Cependant, l’objet de Lénine n’est pas ici directement la théorie de la suraccumulation, ni le problème concret des crises. Son objet reste centré sur le développement du capitalisme en Russie. Et même, il ne considère à l’intérieur de ce développement, que la question de la formation du marché intérieur (préface à la 1re édition, Ibidem, p. 5). Si l’essentiel de son important ouvrage est une étude concrète fondée sur un très riche matériel statistique, l’introduction théorique ne concerne que le problème de la réalisation, du point de vue de la formation du marché intérieur pour le développement du capitalisme, ainsi que la réfutation des erreurs des économistes populistes ou de Tougan-Baranowsky sur cette question. Aussi, tout en affirmant un point de vue de type dialectique dans la théorie de la réalisation (contre les populistes, les « marxistes légaux » et les « révisionnistes ») – point de vue qui serait au centre de la théorie de la suraccumulation du capital – Lénine n’analyse pas le processus de la suraccumulation lui-même.
Dans son exposé sur la réalisation, il met l’accent sur la critique des erreurs de Smith par Marx, concernant le rôle du capital constant ou des moyens matériels de production. Il insiste sur le fait que les économistes populistes « ramènent tout le problème de la réalisation du produit à la réalisation de la plus-value, s’imaginant sans doute que la réalisation du capital constant n’offre pas de difficulté » (Ibidem, p. 24).
Or, affirme-t-il, de façon suggestive pour la théorie de la suraccumulation : « La difficulté en expliquant la réalisation c’est d’expliquer précisément la réalisation du capital constant […]. Si le produit qui compense la partie constante du capital consiste en objets de consommation […] il faut qu’il y ait échange entre la subdivision de la production sociale qui fabrique les moyens de production et celle qui fabrique les objets de consommation. C’est là justement toute la difficulté que nos économistes ne remarquent pas. » (Ibidem, p. 24.)
Néanmoins, encore une fois, son objet central n’est pas d’étudier comment surgissent périodiquement des limites à la réalisation du capital dans les crises et comment elles sont surmontées de façon précaire.

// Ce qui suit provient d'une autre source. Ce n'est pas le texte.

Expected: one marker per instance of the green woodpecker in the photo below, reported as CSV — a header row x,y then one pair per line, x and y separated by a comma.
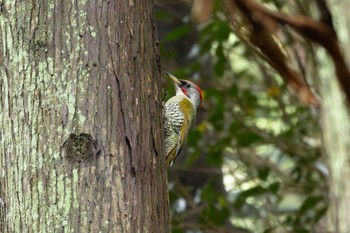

Son but est de montrer comment la réalisation du capital constant ou des moyens de production est possible en règle générale et en particulier au cours du processus du développement du capitalisme à l’intérieur d’un pays arriéré comme la Russie, processus certes entrecoupé de crises et approfondissant les contradictions du capitalisme.
Il est révélateur qu’utilisant le texte clef du chapitre sur la suraccumulation du livre III du Capital, concernant les limites des conditions de la production et des conditions de la réalisation, Lénine ne se réfère qu’à la partie concernant les conditions de réalisation, laissant volontairement de côté l’analyse que Marx y fait des limites de la production même de la plus-value (Ibidem, p. 39).
Cependant, même dans le cadre de son objet théorique central limité, indirectement la position non unilatérale de l’explication de l’accumulation et de la suraccumulation, est indiquée. Et il doit évoquer expressément les questions des crises et de la surproduction générale.